Substantial progress has been made in the development of gene therapies for Batten disease, according to a recent review, and researchers predict that targeted combination therapies will improve patients’ quality of life.
The study supporting that contention, “Gene Therapy Approaches to Treat the Neurodegeneration and Visual Failure in Neuronal Ceroid Lipofuscinoses,” was published in the journal Retinal Degenerative Diseases.
Neuronal ceroid lipofuscinoses (NCLs), also known as Batten disease, are a group of rare, inherited diseases that affect the central nervous system (CNS) with a typical onset during childhood.
Batten disease is characterized by the constant accumulation of storage material in the lysosome — a compartment within the cell that digests and recycles materials — of neuronal and non-neuronal cells.
As Batten disease is genetic in nature, studies have identified at least 400 mutations that are associated with 14 genes linked to this disease.
One of the main considerations when designing gene therapy is whether the affected gene encodes (gives origin to) a soluble lysosomal enzyme or a transmembrane protein, which is a protein that is fixed within the membrane of the lysosome. The genetic strategies to correct these cellular deficiencies need to be distinct.
Gene therapies for soluble enzyme deficiencies
Viruses have evolved specialized molecular mechanisms to efficiently transport their genes inside the cells they infect and some viruses can integrate (blend) into the cell’s own DNA, facilitating stable gene expression.
Gene therapies for soluble enzyme deficiencies have focused on the development of adeno-associated virus (AAV)-mediated gene therapies that target the brain. AAV gene therapy uses an inactive viral vector, which is similar to an empty shell, to deliver the gene-of-interest to a targeted location.
In the case of CLN2 disease, or late infantile Batten disease, which is characterized by a deficiency in the enzyme tripeptidyl peptidase 1 (TPP1), animal studies have shown that AAV-delivered TPP1 gene led to better performances in motor and behavioral tasks, as well as an increased lifespan.
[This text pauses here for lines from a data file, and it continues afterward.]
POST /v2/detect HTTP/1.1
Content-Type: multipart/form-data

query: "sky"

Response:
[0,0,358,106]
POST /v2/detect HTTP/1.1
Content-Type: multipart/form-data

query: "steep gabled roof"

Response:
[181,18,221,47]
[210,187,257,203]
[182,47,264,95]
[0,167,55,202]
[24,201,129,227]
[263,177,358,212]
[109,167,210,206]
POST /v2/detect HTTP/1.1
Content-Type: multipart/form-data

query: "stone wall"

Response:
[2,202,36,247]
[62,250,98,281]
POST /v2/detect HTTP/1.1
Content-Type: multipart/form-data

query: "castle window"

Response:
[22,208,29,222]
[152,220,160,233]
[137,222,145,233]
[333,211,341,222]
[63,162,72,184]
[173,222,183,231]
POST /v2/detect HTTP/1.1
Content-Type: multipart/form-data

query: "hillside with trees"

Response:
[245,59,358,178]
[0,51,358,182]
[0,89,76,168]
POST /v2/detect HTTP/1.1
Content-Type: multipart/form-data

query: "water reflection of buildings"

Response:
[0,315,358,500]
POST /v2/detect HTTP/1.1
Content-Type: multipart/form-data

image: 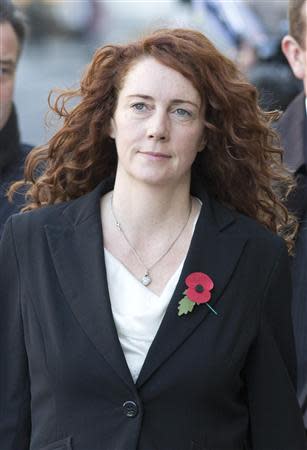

In 2004, the first gene therapy safety clinical trial (NCT00151216) was conducted in patients who have CLN2 disease. The study showed that eight of 10 subjects did not have adverse effects toward the treatment and initially showed a slight, but non-significant, slowing of disease progression. The long-term follow-has not been conducted yet, but a Phase I/II clinical trial (NCT01161576) is ongoing to test a new, optimized AAV vector.
To avoid multiple brain injections, researchers also are investigating the effect of injecting therapeutics directly into the cerebrospinal fluid, known as intracerebroventricular (ICV)-AAV injections. This technique has shown promise in animal models, including dogs and sheep, but needs more study.
Unfortunately, in more severe and faster progressing animal models of NCL, brain-directed AAV treatments alone did not have clear beneficial effects. Most studies show some improvement in survival, but it is not impressive.
“Although neurodegeneration is the predominant feature in all NCLs, gene therapies directly targeting the brain alone may prove an incomplete strategy,” researchers wrote.
Gene therapy for transmembrane protein deficiencies
Fewer gene therapy approaches have been published for lysosomal membrane protein deficiencies because delivering therapies efficiently throughout the brain is a challenge.
The most common form of these NCLs is CLN3 disease, classic juvenile Batten disease, which is caused by mutations in the CLN3 gene. It manifests with vision loss followed by cognitive and motor deteriorations, behavioural abnormalities and seizures.
Studies have shown that intravenous (IV) delivery of an AAV vector that carries the CLN3 gene has beneficial effects in CLN3-deficient mice.
The same viral vector also has been used to treat CLN6 disease, leading to an improvement in motor performance and reduction of lysosomal storage material.
An ongoing, actively recruiting Phase I/II trial for CLN6 patients is testing spinal administration of this particular vector, scAAV2/9, carrying the CLN6 gene (NCT02725580).
As visual failure is a key feature in NCLs, researchers also have tried to deliver CLN6 to the retina, which was found to significantly slow loss of retinal function. Similar benefits were seen upon delivery of AAV-PTT1 in mice models, thereby “supporting the notion that AAV-based gene therapies are a valid strategy to combat vision loss in NCL.”
“Promising progress has been made in the development of gene therapies for the NCLs,” the authors wrote. “It can be anticipated that combination therapies, for example, targeting the brain and eye, will significantly increase quality of life of patients.”